Bechedel lança sua preocupação, suas neuroses, sua insegurança, sua humanidade e mesmo sua insuportabilidade para com os leitores, desfragmentando seus sentimentos para nós, como se estivesse sendo analisada psicologicamente. Terapia e psicanálise são usadas para tratar dos temas principais nas graphic novels que Bechdel traz ao público leitor. Em Fun Home, usou do modo que a família conseguia se relacionar e apaixonar. Agora neste novo trabalho, traz a compulsiva necessidade de terapia cobre o manto da estrutura visual. Como nos esboços e nos quadros vem a figura de Donald Winnicott, um especialista britânico em psicanálise infantil e praticamente único personagem masculino do livro. O desenho do personagem lembra o pai de Alison, e sua leitura a ajuda a interpretar sua vida: desde as necessidades emocionais dos demais personagens ao paralelismo da relação da terapeuta com sua mãe, passando ao simbolismo com os diários e espelhos, a interpretação de sonhos e os pontos de vista perante objetos comuns.
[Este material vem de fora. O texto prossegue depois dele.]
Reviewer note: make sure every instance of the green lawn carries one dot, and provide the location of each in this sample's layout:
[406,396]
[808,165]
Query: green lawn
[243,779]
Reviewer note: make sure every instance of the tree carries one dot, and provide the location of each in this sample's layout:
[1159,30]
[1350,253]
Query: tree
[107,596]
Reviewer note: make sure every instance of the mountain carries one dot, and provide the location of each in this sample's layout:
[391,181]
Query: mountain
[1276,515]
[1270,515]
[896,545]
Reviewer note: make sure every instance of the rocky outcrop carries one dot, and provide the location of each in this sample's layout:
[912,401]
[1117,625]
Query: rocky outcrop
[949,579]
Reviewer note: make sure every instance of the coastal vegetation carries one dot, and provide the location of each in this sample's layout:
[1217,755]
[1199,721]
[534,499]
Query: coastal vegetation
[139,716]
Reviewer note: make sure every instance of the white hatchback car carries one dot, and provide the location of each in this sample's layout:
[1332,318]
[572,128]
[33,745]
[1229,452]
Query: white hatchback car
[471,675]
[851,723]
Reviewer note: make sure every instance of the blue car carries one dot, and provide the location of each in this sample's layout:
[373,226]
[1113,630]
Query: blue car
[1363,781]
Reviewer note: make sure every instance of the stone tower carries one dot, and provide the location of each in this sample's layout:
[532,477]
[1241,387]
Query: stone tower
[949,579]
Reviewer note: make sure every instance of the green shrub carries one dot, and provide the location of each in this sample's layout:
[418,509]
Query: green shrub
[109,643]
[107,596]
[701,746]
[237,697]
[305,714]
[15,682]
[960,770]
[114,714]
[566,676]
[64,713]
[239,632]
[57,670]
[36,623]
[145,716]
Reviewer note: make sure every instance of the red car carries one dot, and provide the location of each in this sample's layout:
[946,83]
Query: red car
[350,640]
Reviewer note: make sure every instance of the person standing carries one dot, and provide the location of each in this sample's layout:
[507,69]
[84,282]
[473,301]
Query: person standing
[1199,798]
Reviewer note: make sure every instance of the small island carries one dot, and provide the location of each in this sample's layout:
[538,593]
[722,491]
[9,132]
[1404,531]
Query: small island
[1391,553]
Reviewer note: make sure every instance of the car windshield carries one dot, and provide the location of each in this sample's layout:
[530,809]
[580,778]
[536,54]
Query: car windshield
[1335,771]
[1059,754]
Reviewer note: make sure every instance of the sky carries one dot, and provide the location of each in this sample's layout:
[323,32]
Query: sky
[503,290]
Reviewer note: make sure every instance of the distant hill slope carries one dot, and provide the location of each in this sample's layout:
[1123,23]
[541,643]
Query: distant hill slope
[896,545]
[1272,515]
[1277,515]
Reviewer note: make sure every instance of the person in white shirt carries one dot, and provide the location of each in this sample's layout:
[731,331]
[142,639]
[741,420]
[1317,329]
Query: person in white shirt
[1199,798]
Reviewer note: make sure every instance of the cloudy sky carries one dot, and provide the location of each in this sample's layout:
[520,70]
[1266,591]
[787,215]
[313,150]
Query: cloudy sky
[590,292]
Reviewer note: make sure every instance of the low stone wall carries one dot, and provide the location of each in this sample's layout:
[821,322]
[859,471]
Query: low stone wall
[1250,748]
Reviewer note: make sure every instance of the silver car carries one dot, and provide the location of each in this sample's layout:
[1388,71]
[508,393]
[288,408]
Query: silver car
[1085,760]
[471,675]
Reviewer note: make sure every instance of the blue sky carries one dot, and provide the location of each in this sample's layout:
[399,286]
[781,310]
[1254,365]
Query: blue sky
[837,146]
Alison-Bechdel-photo-credit-Elena-SeibertVirginia Woolf é referencia nas páginas de “Você é Minha Mãe ? Um Drama em Quadrinhos” e seu olhar sincero transparece o interior da alma de Alison de uma forma que desarma qualquer introspecção pessoal que já tinha feito. Como narrativa gráfica é um trabalho formidável, elipses e justaposições por todos os lados, cada um dos sete capítulos começa com um sonho de Alison que transcorre sobre um fundo negro, enquanto todo o restante do capítulo transcorre sobre um fundo banco, numa linha clara e um tom de marca d’água. Os tons preto e branco são rompidos com pinceladas avermelhada e grená numa curiosa simetria simbólica. As transições entre as divisões dos quadros e linhas são feitas com elegância, integrando todas as partes da narrativa de maneira fluida. Cada personagem possui uma metalinguagem, mas a graphic novel retorce até o conceito de metalivro, ao explicar seus motivos, o processo de seu desenvolvimento, a inter-relação do livro com a obra anterior do autor, a vida dos personagens reais em que se baseiam… Não tenho conhecimento de uma narrativa tão ímpar

Ao escrever esta resenha, veio uma palavra que pode plantear todo o livro: catarse. Tanto pela forma de experimentar a liberdade em relação a alguma situação opressora, seja psicológicas ou cotidianas, por uma resolução que se apresente de forma eficaz o suficiente para que tal ocorra, como também, elas descargas de sentidos e emoções passadas ao leitor. Leiam e tirem as conclusões.

PS. O trabalho de Érico Assis na tradução foi incrível, o processo foi tamanho com vários livros consultados (e listados no final do livro), além das expressões bem especificas.